Ora, ainda que se compreenda perfeitamente a preocupação com posições estratégicas em empresas de referência no mercado português, não se pode aceitar que medidas sub-reptícias possam permitir resultados que a lei (e o próprio direito comunitário) quiseram, deliberadamente, afastar. Não se compreende o esforço colocado na implementação de uma regra de “passividade” aplicada à sociedade visada num processo de aquisição por oferta pública quando, por outro lado, alguns Estados continuam a decidir unilateralmente sobre o futuro dessas ofertas, usando um “não” especial que se sobrepõe à vontade daqueles que a Directiva considera os principais interessados nestes processos: os accionistas.

O novo paradigma dos mercados financeiros

Começo este Blog com um apelo a todos os autores, comentadores e líderes de opinião com uma consciência social que ultrapassa a mera necessidade de tudo criticar, sem contribuir para a melhoria das soluções implementadas.

O séc. XXI marcou o advento de uma nova era da sociedade da informação, onde todas as barreiras que durante séculos limitavam o acesso e participação dos indivíduos mais comuns foram definitivamente quebradas. Thomas Friedman disse que o “Mundo está a ficar plano”. Mas, o mundo está, acima de tudo, diferente: as sociedades mudaram, a tecnologia registou avanços fantásticos e os mercados seguem novos padrões de consumo e de afectação de factores de produção.

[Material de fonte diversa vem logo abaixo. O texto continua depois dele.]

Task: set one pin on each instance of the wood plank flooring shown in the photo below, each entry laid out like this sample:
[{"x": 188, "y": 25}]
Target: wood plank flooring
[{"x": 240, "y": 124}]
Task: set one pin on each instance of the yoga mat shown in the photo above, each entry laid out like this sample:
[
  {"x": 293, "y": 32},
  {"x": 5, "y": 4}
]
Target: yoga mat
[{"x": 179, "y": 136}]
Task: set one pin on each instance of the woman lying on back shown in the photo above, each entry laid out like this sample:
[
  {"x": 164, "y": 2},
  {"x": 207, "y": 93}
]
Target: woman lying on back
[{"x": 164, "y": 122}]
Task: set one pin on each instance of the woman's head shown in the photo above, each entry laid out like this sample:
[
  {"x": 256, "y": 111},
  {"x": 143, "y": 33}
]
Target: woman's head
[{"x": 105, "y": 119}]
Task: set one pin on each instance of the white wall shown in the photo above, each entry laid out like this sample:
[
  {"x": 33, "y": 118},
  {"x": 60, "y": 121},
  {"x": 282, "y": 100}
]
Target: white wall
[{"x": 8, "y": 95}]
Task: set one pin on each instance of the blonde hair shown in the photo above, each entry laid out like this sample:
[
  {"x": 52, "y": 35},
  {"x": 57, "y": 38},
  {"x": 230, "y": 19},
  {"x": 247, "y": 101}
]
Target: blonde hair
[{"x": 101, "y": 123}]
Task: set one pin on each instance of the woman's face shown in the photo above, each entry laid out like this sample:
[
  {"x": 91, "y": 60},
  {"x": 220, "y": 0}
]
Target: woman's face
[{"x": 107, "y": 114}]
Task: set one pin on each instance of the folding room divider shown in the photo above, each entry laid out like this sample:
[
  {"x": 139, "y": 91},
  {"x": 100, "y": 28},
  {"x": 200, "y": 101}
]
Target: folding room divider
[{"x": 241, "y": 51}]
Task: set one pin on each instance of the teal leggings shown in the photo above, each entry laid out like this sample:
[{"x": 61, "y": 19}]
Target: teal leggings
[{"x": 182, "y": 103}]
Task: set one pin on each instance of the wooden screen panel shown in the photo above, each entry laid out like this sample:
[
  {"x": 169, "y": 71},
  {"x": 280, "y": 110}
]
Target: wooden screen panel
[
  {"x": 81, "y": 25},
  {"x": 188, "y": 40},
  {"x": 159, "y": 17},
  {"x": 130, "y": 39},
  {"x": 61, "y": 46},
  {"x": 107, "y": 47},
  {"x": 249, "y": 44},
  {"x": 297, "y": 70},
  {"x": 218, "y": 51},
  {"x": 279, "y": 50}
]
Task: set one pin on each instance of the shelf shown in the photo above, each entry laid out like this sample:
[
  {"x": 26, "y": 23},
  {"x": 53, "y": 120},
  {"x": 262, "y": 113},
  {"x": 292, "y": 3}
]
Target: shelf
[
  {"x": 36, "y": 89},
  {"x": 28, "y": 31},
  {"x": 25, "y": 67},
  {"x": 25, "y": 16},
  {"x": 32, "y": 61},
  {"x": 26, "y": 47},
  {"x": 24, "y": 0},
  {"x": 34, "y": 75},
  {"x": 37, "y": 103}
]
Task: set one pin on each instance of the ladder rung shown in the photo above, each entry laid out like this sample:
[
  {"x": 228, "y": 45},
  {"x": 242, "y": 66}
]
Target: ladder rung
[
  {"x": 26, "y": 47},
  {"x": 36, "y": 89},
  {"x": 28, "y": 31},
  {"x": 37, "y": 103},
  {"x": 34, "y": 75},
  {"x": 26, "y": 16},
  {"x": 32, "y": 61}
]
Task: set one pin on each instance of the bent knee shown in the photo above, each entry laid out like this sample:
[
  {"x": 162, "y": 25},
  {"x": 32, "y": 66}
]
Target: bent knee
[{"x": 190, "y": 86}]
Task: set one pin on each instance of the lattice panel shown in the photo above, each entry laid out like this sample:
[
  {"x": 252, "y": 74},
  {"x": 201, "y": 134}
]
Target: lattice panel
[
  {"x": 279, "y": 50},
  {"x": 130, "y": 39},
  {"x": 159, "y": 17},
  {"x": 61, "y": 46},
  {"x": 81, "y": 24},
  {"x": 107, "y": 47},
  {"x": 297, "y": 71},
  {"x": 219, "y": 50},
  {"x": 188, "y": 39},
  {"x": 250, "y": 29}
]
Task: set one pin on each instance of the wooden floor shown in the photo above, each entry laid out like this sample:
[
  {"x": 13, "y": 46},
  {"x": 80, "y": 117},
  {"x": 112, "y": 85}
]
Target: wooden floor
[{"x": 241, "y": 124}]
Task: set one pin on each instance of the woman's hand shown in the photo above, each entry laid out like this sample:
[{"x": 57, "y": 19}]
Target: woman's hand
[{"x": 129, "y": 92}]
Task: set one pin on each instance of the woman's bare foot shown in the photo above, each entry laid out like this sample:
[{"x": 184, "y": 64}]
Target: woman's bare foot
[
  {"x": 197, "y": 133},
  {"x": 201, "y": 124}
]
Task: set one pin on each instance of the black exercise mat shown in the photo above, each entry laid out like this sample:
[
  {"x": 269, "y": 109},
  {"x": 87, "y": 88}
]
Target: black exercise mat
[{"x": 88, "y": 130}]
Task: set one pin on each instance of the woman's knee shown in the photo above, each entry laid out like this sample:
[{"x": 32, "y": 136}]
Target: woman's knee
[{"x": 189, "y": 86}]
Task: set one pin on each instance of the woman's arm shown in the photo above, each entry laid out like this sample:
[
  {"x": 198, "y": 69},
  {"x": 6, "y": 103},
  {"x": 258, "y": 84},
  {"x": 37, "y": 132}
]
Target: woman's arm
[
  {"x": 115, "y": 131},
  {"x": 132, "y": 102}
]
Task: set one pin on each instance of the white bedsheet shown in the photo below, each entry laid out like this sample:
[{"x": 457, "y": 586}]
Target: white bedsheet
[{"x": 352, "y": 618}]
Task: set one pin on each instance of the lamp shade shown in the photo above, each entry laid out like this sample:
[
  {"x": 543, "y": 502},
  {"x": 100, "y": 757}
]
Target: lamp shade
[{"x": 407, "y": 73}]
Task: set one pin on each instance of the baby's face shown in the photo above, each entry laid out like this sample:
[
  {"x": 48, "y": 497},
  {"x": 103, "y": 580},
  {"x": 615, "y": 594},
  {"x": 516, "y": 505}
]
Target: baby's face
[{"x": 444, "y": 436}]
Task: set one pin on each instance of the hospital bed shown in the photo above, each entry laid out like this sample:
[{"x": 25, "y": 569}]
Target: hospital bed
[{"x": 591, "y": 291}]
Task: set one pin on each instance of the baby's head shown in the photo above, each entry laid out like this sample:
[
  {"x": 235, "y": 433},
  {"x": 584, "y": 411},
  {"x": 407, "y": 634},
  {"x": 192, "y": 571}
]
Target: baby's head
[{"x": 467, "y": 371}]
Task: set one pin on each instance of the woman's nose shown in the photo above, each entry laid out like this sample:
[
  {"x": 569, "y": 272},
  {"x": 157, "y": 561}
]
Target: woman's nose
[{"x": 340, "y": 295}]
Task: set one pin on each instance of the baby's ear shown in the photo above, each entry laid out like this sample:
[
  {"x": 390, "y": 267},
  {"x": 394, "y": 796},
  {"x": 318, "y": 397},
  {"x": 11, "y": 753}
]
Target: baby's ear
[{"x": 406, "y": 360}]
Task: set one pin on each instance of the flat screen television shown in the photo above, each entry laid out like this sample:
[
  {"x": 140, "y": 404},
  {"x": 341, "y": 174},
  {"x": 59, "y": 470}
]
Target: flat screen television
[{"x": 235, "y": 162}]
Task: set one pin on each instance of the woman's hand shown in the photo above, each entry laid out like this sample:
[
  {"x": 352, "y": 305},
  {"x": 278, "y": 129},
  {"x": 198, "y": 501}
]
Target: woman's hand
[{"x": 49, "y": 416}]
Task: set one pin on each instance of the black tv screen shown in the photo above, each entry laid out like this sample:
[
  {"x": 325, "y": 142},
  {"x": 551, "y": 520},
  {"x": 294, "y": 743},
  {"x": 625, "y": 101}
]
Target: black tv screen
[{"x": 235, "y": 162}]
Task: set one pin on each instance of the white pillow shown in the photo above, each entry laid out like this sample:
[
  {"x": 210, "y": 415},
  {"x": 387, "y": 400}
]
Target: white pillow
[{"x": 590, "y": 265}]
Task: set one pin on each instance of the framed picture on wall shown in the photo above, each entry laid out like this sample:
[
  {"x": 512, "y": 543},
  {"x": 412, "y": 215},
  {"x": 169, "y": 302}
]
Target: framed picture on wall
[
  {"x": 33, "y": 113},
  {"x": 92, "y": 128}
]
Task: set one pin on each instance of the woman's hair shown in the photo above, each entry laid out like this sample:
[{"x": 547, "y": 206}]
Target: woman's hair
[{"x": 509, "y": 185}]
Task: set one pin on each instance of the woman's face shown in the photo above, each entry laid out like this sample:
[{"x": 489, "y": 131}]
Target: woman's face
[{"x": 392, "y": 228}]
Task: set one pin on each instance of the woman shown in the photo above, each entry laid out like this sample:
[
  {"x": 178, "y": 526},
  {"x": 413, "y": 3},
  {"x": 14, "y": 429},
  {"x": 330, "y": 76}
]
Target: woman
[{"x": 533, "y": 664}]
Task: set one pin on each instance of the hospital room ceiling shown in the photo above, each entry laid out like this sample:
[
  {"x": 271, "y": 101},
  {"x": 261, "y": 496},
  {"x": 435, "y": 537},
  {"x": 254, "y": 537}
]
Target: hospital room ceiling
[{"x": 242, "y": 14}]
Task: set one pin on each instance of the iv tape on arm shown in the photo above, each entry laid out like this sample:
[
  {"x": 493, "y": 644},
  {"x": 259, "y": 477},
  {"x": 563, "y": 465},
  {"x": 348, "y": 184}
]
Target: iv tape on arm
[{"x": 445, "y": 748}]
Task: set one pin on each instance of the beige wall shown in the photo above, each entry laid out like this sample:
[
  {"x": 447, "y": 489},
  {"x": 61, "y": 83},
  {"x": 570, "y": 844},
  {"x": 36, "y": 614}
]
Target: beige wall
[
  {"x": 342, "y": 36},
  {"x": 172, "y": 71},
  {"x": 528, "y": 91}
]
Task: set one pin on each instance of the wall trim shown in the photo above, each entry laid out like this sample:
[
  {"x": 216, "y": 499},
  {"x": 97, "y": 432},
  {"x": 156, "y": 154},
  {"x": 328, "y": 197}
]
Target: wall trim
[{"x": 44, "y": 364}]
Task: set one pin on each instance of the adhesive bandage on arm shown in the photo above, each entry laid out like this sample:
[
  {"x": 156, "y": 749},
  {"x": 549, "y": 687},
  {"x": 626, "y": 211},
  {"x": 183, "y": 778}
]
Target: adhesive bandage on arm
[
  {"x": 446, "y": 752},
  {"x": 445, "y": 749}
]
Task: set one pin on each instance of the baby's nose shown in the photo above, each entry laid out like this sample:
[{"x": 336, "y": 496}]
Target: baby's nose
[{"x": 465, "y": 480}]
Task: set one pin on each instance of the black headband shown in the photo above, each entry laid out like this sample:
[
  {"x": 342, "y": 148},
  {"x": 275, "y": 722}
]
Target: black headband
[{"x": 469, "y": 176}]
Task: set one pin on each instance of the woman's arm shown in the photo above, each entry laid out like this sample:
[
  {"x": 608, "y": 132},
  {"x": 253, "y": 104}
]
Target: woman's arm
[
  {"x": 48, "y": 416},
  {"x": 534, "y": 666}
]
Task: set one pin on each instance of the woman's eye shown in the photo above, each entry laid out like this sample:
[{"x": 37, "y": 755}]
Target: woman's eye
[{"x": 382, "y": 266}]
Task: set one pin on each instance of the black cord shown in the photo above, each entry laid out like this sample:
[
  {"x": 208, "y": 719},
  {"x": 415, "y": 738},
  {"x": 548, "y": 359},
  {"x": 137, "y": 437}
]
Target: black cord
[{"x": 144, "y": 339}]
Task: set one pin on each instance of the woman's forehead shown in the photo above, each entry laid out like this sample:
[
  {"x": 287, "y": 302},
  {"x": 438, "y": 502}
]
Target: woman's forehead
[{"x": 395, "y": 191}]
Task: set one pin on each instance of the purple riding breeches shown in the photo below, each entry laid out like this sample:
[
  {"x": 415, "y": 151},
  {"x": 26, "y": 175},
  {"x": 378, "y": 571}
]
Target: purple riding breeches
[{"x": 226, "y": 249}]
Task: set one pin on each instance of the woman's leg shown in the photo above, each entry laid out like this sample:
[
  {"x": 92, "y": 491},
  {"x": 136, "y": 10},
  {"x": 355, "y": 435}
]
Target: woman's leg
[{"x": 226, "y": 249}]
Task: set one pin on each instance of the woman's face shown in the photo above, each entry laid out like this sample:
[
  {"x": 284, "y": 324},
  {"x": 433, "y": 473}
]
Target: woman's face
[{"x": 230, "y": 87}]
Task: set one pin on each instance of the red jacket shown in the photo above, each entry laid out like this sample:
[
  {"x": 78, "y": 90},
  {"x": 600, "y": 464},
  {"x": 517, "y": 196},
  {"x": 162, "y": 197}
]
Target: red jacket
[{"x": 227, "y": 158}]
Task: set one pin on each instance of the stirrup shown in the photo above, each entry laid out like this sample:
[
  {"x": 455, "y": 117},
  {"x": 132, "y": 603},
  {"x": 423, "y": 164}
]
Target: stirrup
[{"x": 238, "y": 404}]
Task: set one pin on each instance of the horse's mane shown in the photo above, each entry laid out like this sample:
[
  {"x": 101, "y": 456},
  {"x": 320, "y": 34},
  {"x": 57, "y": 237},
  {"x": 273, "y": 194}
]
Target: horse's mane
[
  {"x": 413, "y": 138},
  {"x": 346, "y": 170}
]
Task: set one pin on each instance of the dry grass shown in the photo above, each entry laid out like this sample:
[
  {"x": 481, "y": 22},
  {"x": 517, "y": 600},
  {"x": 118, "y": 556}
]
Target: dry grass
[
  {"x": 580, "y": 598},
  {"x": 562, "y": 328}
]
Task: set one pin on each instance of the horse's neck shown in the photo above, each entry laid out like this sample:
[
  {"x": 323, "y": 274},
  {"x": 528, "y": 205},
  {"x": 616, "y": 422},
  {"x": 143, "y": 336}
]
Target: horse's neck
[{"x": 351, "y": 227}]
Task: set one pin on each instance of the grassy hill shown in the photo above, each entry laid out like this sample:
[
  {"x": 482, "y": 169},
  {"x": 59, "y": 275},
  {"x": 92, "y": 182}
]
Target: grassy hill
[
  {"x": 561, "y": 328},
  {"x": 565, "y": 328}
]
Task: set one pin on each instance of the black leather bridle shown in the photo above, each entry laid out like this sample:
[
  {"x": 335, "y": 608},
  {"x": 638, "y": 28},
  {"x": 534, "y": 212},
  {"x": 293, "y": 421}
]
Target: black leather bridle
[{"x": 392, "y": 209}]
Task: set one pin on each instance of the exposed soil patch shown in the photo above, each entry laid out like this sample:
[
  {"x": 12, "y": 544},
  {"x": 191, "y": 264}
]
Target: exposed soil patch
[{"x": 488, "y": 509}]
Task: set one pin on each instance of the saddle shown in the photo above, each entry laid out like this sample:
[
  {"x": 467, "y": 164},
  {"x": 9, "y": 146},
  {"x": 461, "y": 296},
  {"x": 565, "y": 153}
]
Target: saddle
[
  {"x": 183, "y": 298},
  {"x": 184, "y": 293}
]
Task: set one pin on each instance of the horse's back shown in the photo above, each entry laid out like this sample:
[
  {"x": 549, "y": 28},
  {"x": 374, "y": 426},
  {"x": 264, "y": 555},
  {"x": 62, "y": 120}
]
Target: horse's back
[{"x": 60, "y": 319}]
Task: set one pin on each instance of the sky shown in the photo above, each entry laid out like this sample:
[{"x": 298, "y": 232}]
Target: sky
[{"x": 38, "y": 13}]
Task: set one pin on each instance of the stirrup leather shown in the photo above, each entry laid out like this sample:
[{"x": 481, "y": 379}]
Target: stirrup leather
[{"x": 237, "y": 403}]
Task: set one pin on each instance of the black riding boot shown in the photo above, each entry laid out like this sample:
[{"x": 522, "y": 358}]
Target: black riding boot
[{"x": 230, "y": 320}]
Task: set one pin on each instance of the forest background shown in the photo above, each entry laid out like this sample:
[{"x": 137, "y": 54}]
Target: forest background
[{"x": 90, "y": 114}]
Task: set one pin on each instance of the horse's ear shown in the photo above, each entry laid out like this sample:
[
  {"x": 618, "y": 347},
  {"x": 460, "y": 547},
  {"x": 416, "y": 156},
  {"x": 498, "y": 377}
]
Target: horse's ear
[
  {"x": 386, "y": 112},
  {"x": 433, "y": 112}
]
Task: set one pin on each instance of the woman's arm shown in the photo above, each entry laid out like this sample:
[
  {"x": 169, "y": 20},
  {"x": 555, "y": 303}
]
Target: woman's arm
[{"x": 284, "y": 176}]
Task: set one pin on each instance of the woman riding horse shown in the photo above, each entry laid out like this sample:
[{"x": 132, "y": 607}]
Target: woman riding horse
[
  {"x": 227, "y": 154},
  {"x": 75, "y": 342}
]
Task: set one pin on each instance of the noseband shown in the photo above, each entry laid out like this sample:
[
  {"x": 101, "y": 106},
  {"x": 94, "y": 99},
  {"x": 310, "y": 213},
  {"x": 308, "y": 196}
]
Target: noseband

É aqui que nasce o novo paradigma dos mercados financeiros. Não mais são as pessoas consideradas um mero instrumentos das grandes empresas, apostadas na angariação de capital para grandes investimentos. Os investidores, pequenos ou médios, são agora os líderes do mercado, porque possuem a capacidade de influenciar decisivamente o registo bolsista das sociedades em que participam. Talvez ainda não seja bem assim em Portugal, dado que a vasta maioria dos investimentos em capital é ainda feita através de investidores institucionais (Bancos, Sociedades de Investimento, etc.). Mas este será, certamente, o futuro a médio ou longo prazo. A existência de mais e melhor informação sobre áreas que outrora eram fundamentalmente técnicas, o aumento do capital disponível para aforro e investimento (resultante da redução dos custos com os bens essenciais, quando comparados com a realidade de há 50 anos) e a própria dinâmica de sociedades compostas por indivíduos com maior formação e mais intervenccionistas, ditará a viragem do mercado português a breve trecho.

É preciso conhecer as soluções implementadas, discutir os projectos em análise e contribuir para uma disciplina mais justa e progressista. É este o novo paradigma dos mercados financeiros, em particular, e das sociedades do novo milénio, em geral.